Well, you know I want to do almost everything at that higher (concatenated) level. I think a very comprehensive concatenated representation is going to be necessary for generalization. So if we're meeting problems of information density now, we are certainly going to meet them later.

I don't know what the engineering limits are, but I think before we're finished we're going to need to have something like thousands of states sitting together with their cells, in an SDR at the same time. I don't see why it should be a problem in principle.
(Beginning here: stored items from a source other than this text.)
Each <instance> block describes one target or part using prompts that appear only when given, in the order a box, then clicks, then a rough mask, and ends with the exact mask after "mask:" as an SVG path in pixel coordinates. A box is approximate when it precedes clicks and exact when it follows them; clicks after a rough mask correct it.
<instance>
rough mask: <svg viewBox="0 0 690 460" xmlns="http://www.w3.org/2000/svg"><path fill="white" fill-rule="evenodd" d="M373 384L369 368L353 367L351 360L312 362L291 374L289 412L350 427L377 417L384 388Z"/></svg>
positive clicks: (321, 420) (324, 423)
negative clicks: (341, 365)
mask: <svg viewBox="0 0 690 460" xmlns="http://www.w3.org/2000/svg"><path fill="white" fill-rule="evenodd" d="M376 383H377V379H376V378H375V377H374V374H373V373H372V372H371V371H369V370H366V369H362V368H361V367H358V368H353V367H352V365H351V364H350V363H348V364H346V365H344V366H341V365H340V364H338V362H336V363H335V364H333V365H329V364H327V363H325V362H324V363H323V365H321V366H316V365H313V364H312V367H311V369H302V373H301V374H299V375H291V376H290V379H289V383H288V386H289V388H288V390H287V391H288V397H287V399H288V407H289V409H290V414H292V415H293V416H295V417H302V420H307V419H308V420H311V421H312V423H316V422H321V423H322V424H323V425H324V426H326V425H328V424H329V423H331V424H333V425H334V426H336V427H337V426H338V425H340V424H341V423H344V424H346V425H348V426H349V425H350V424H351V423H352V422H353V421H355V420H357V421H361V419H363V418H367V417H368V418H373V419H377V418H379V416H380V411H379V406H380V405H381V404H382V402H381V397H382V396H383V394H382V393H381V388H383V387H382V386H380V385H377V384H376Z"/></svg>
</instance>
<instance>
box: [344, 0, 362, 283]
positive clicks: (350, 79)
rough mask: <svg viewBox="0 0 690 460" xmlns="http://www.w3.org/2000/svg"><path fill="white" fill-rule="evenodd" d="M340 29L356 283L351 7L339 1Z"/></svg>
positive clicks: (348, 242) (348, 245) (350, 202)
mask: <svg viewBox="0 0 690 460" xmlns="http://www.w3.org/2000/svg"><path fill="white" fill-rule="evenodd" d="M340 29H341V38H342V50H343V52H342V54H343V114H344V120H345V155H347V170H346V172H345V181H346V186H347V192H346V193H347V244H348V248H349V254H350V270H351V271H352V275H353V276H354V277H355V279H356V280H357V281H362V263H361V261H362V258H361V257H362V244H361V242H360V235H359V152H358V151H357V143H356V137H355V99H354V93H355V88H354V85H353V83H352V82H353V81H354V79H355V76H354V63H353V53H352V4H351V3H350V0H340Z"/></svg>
As we increase the number of columns and cells we should get an exponential increase in information capacity (at least?), so we should be able to deal with any length problem, which will only add linear complexity as we try to store the information from ever longer sequences.

Given the capacity to store longer sequences, conceptually I can't see why a really comprehensive concatenated representation, together with the requirement that predictive connections be spread over a really wide range of that concatenated representation, to prevent maverick predictions from individual states within it, wouldn't work.

floybix commented 8 years ago

I'm planning to shut down my paid github account which means this private repo will be deleted. If you want to keep stuff from this thread, please copy it now.

robjfr commented 8 years ago

That seems a pity Felix. To me this is a work in progress and many of the insights here still constructive. Is deletion the only option? How would you feel about moving the repo to another account, private or public?

floybix commented 8 years ago

Ok, I made it public for now and renamed to comportex-archived.